For as long as I can remember there has been a strange phenomenon going on in Hollywood that I’ve never completely understood. I’m sure you too have experienced that twinge of deja vu when a movie hits theatres, and it reminds you of another similar flick that you saw only a few months ago. Now I’m not talking about trends or blatant rip-offs here, I’m talking about something a little more mysterious and puzzling: situations where it was seemingly impossible for one movie to be an attempt at capitalizing on the success of the other, because they both would have been in production at the exact same time.
Call it synergy, call it corporate espionage, or just mere coincidence… hey, I don’t have the answers, but I do have a collection of uncanny examples from years past. These are some of the “coincidental clones” that I could think of, most of them released less than a year apart. Can you think of any others?
1998 was the year Hollywood became obsessed with a catastrophic asteroid collision after scientists found a real asteroid that would pass within 30,000 miles of Earth in 2028.
Also in 1998, Dreamworks and Pixar had their first head to head battle. Pixar won handily, assuming you’re judging by box office numbers.
In 2003/2004, they both decided to move from animated insects to animated fish. Coincidence? I wonder.
Back in 1989, audiences were captivated by two heart-warming tales of hardened police officers and their reluctant canine counterparts. I always liked K9 best, but Tom Hanks was the bigger draw in Turner & Hooch.
The 80′s were awash with “body swap” stories, but these both happened to involve a father and son trading places with hilarious results (and were released mere months apart).
Admittedly, the similarities here are a bit more pre-meditated since both movies shared some of the same writers, but cute robot adventures just seemed to be on everyone’s minds between 86 and 87.
Remarkably similar concepts, except that one is aware he is on TV while the other is not. In some ways these movies were prophetic of the reality TV boom that would follow only a year or two later.
How is it that two different studios came to the conclusion that the world needed a movie about volcanoes… at the exact same time? (They were both wrong.)
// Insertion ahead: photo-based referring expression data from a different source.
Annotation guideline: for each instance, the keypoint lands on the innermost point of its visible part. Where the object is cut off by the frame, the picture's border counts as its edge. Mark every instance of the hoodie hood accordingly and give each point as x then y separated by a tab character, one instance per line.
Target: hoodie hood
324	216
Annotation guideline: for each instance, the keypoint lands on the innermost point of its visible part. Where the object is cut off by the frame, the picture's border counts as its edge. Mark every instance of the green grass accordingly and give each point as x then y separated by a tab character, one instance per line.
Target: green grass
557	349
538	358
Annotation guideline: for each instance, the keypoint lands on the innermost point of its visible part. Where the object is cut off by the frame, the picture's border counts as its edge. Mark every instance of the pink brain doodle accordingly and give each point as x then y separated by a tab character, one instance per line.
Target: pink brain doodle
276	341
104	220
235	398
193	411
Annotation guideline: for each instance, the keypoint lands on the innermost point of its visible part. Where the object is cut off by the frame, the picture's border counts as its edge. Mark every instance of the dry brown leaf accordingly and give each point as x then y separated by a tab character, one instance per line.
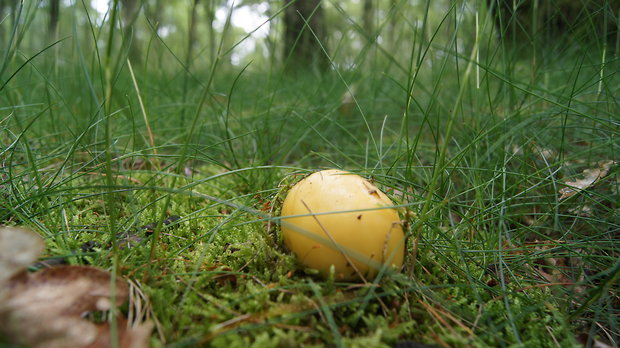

Although Alexander Bulkley’s take on the zodiac serial killer story beat David Fincher’s Zodiac to market by almost a year, it failed to steal the spotlight.
Similarly, David Michael Latt’s retelling of H.G. Wells’ War of the Worlds was severely overshadowed by the Steven Spielberg/Tom Cruise version, even though it was in production first.
Douglas McGrath’s Truman Capote biopic Infamous didn’t even have the advantage of being released first in this case. Pretty tough to convince people you have something new to offer when the other Capote biopic landed its lead actor an Oscar.
Vastly different movies, and yet, how do you explain two major movies about turn of the century magicians being released in the same year?
I suppose it only makes sense that once someone had the balls to greenlight a 9/11 movie, another studio would try and elbow in on the action too.
The shared premise between The Signal and Stephen King’s novel Cell appear to be coincidental, but Eli Roth may want to consider waiting on the feature film adaptation of Cell.